Shivering in Guate

Okay Wisconsinites…go ahead, shame me all you will.  I can’t bite my tongue any longer. 
I shivered my way through my first week back with my students in Guatemala this January, and last week as well.

Go ahead, say it.  Tell me how two weeks ago you in the Midwest saw high temperatures of -15 degrees Fahrenheit.  Tell me how your lows were in the negative fifties.  Ask me how I can complain in my tropical climate and give me that smug “Central America has made you soft” look. 
I can take it.

But hear me out first.

I’m willing to bet that last week, if you went out into the cold at all, it was bundled up in a winter parka, hat, scarf, books, and mittens.  I’m willing to bet you didn’t stay out very long, and when you came inside, it was to a heated building where you could shed most of your layers and remain comfortable. 
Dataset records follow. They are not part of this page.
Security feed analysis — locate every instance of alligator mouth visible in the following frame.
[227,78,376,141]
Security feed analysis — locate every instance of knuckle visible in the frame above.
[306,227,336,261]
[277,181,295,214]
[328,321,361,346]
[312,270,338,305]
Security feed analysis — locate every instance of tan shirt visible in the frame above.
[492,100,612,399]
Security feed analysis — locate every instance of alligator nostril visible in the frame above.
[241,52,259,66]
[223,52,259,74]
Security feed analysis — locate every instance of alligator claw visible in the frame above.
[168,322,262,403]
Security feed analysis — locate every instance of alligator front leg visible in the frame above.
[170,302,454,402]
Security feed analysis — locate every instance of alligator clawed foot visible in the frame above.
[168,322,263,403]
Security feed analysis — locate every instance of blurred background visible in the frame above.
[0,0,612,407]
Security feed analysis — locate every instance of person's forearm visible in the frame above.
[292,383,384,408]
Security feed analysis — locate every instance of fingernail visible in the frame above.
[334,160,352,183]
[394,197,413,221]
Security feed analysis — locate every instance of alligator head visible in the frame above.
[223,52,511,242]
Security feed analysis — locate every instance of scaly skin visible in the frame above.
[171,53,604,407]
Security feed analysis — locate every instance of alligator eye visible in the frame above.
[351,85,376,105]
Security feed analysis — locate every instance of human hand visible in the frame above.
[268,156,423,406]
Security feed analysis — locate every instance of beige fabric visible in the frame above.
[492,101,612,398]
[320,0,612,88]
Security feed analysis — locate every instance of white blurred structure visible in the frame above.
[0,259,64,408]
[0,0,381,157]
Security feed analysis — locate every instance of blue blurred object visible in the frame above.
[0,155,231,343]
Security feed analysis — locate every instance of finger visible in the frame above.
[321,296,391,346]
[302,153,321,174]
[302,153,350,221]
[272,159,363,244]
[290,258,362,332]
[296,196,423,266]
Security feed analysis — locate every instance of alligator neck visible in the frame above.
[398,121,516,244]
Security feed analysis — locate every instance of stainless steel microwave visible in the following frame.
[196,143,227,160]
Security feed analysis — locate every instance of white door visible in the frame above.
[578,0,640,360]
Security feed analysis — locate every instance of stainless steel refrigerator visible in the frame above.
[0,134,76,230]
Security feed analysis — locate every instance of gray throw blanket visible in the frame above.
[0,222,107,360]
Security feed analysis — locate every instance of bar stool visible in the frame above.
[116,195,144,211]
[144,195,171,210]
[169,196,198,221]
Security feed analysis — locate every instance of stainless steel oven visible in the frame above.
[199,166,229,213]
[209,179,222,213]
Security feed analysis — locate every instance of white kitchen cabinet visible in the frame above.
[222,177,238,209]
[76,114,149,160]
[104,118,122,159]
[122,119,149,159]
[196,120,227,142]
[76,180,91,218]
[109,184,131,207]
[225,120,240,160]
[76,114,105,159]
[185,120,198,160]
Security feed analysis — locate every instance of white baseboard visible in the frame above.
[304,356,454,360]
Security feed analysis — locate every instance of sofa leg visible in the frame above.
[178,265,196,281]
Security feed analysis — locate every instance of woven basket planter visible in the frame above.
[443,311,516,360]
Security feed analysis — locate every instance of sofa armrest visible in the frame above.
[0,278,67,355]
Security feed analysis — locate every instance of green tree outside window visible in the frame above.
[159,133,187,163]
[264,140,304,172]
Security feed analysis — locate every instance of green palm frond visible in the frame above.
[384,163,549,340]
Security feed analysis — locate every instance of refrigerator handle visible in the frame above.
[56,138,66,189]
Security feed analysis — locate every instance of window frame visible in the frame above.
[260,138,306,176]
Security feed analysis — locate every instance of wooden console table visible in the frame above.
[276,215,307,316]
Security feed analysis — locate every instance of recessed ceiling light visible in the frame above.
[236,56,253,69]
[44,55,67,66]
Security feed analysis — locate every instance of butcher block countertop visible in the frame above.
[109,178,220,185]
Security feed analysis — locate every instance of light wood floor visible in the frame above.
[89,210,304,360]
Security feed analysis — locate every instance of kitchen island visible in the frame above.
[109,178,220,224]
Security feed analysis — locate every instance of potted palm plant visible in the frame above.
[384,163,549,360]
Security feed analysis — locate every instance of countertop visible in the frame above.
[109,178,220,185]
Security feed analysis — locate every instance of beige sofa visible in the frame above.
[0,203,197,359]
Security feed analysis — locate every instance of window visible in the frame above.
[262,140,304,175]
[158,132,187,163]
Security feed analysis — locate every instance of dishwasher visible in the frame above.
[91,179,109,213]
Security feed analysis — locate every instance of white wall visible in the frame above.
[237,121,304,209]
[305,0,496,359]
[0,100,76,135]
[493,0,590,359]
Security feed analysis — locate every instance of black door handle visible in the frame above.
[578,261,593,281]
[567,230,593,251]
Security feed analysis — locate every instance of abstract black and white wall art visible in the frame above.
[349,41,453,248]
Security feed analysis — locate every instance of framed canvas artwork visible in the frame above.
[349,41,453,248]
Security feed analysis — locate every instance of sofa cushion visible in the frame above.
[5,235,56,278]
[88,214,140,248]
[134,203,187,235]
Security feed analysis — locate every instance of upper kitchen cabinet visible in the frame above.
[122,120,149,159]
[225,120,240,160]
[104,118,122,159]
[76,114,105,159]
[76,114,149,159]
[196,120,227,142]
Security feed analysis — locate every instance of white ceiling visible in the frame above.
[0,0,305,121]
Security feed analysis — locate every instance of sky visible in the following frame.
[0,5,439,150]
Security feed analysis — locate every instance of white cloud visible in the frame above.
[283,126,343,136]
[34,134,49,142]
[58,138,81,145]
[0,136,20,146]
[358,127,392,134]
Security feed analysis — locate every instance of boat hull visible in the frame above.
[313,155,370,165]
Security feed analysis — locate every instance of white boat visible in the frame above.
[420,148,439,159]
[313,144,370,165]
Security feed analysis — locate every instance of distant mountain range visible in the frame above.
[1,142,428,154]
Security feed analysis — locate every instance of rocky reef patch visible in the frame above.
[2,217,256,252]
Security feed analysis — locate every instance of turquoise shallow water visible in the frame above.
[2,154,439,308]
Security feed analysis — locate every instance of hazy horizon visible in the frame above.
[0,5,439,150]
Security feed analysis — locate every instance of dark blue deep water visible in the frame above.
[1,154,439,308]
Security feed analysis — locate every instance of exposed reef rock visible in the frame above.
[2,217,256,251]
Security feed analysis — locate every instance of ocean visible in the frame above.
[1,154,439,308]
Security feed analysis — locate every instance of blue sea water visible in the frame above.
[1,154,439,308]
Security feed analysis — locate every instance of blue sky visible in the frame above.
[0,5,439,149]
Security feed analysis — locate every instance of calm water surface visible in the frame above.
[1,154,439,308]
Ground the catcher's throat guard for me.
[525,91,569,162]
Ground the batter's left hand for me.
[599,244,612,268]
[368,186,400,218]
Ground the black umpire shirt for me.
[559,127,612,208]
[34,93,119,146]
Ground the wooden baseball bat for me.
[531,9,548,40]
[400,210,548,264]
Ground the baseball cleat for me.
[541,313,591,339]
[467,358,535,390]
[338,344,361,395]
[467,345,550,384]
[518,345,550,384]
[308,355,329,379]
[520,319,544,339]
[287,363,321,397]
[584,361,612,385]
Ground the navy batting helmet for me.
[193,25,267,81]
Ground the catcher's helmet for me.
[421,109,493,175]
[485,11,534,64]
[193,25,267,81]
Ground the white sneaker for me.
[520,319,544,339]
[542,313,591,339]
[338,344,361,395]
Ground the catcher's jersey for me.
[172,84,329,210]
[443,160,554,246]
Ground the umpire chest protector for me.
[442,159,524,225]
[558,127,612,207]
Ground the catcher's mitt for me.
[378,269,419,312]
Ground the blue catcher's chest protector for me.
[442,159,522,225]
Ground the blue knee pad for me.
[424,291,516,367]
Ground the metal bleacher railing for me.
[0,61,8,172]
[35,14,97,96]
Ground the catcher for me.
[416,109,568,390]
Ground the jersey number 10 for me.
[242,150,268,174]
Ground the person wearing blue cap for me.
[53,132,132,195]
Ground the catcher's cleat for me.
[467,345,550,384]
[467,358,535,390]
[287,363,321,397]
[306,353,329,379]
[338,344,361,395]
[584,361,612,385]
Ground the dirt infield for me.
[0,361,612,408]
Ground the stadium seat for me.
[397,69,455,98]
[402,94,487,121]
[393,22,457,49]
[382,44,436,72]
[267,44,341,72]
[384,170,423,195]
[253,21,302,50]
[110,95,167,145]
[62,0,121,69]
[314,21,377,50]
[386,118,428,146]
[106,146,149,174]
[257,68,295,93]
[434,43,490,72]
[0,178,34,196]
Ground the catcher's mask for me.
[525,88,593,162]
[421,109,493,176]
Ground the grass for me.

I know you’d kill for the 50 degree weather we had last week.  I realize if you hit a 50 degree day, you’d shed your coats and don flip flops and shorts and go out for a walk to the park. 

But I’m betting that even on that first 50 degree day of spring, you wouldn’t head outside in shorts, find the shadiest spot you could find, and sit there for the entire day.  No, you’d probably find a patch of sun and spend a little time there, then head back inside, where it would be a good 10-20 degrees warmer. 

When it’s 50 degrees in Guatemala, I don’t have that option.  None of the buildings are heated.  So that means a 50 degree morning outside equals perhaps a 55 degree (maybe 60) morning inside, too.  My classroom has one complete wall of windows.  Windows, I might add, which have about a 1 inch gap between them and the ceiling where fresh air squeezes in, no matter whether the windows and doors are closed or not.  So last Tuesday,  I sat shivering, wishing for some fingerless gloves and a more substantial sweater, watching the thermometer on my weather app creep from 51 to 55, and finally to 60—but not until about noon, 5 hours into my teaching day. 


Okay.  My complaints are done.  You may resume your contempt for me and my plight.  It’s getting a little warmer here again.  It was 55 before I even left my house this morning.  My students are still wearing 2 sweatshirts to school, though…so it must not be all that warm yet.